I am looking to move to the U.S. and am not sure if I will sell my home before I leave Canada. Could you please outline the tax ramifications if I were to sell it before departing Canada versus selling while a tax resident of the U.S.?
You have requested that we provide you with some comments related to the tax implications of the upcoming disposition of your Canadian residence. This analysis has been completed based on the following assumptions:
- The property is a residence located in Canada
- The property was purchased while you were a tax resident of Canada
- You have been a tax resident of Canada during the entire period of ownership of the residence
- The property has always been a personal use property and has never been used as an income producing property
- There is no other property for which the principal residence exemption has been used during the period of ownership
- You will become a non-resident of Canada at some time during 2018, and the sale of the residence may potentially take place while you are a non-resident of Canada.
Property Sold as a Resident of Canada
If the property is sold while you are still a tax resident of Canada, you will report the disposition and will claim the principal residence exemption in the exact same manner as if you were a Canadian tax resident for the entire year. In other words, you will disclose the disposition on Schedule 3 of your 2018 Canadian income tax return, and will also complete Form T2091, Designation of a Property as a Principal Residence by an Individual. The property will qualify for the full exemption, and no special reporting is required.
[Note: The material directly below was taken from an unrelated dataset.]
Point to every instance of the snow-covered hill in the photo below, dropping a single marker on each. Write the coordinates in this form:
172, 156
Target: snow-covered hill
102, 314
Property Sold as a Non-resident of Canada
Capital Gains Exemption
If the property is sold while you are a non-resident of Canada, some additional analysis is required. Based on the assumptions above, the property is eligible for the principal residence exemption for any year that you own it as a Canadian resident, even if you are a Canadian resident for a portion of the year. In other words, if you were to become a non-resident of Canada in 2018, you are still able to claim the exemption for the entire 2018 tax year. In addition, the principal residence exemption formula contains a “plus one” in the numerator (only applicable if the property was purchased while you were a tax resident of Canada). As such, based on our assumptions, it would be possible for you to sell the property in 2019 as a non-resident of Canada and have the ability to exempt the entire gain from Canadian taxation.
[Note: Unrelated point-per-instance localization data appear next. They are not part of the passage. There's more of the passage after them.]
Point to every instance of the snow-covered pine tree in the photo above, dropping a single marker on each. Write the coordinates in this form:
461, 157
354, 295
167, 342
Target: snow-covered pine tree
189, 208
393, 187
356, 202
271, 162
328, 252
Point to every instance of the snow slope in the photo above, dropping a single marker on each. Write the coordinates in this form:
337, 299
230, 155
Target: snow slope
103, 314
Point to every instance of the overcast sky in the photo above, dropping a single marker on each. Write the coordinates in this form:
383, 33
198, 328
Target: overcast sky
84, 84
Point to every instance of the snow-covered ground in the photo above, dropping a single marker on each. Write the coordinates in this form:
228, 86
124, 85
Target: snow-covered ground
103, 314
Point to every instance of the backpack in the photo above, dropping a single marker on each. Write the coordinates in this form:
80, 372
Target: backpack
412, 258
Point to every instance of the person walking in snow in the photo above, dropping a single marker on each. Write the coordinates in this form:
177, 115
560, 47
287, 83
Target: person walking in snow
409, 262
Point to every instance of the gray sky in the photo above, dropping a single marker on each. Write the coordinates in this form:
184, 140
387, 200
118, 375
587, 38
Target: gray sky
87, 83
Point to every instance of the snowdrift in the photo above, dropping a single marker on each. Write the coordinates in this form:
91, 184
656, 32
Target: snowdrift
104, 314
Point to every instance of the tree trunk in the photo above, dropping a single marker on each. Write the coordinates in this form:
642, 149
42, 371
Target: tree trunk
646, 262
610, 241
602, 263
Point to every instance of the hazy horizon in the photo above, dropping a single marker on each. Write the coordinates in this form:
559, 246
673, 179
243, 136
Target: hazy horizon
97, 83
If the property is sold as a non-resident of Canada, some additional compliance is required, even if there is no taxable capital gain.
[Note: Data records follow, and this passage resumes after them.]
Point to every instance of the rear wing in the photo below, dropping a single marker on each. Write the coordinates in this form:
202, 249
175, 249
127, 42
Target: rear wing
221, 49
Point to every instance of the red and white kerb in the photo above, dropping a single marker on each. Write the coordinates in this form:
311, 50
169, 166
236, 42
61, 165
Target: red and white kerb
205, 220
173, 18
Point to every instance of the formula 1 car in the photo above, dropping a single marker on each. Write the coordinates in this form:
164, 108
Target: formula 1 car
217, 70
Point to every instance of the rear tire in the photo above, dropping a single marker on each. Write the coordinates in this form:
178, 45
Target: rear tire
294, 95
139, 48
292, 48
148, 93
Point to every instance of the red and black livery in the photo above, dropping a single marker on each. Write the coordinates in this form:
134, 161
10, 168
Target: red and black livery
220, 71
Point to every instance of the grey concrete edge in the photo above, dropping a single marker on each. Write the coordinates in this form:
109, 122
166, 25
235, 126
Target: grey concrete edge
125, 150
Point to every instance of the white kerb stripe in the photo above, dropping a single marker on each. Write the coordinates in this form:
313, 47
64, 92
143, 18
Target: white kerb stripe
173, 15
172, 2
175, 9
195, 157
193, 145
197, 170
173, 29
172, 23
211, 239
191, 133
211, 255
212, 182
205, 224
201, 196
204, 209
By default, the purchaser of the property is required to remit 25% of the gross proceeds from the sale to CRA, unless a clearance certificate is obtained from CRA. They must do this even if they know that the property was sold at a loss, or if the entire gain is exempt from taxation. In order to avoid this, you must file Form T2062, commonly referred to as a clearance certificate, to request that only the potential taxable gain be subject to the 25% withholding tax. Assuming that there will be no taxable gain based on the principal residence exemption, the clearance certificate would be to request that no Canadian withholding tax be remitted. If the form is properly filed, CRA will send the approved form to the purchaser of the property, and you will be able to receive your entire proceeds without having any Canadian tax withheld. We will not go into detail on the specifics of filing the clearance certificate at this time, but are happy to assist you in the future in the event that it is required.
Assuming that the property is sold in 2018, a Canadian non-resident tax return will need to be filed by April 30, 2019 to report the disposition of the residence, even if there is no tax payable. Schedule 3 and Form T2091 will need to be completed.
Property Sold as a Non-Resident of the U.S.
There will be no U.S. tax implications if the sale of the Canadian property occurs prior to U.S. tax residency.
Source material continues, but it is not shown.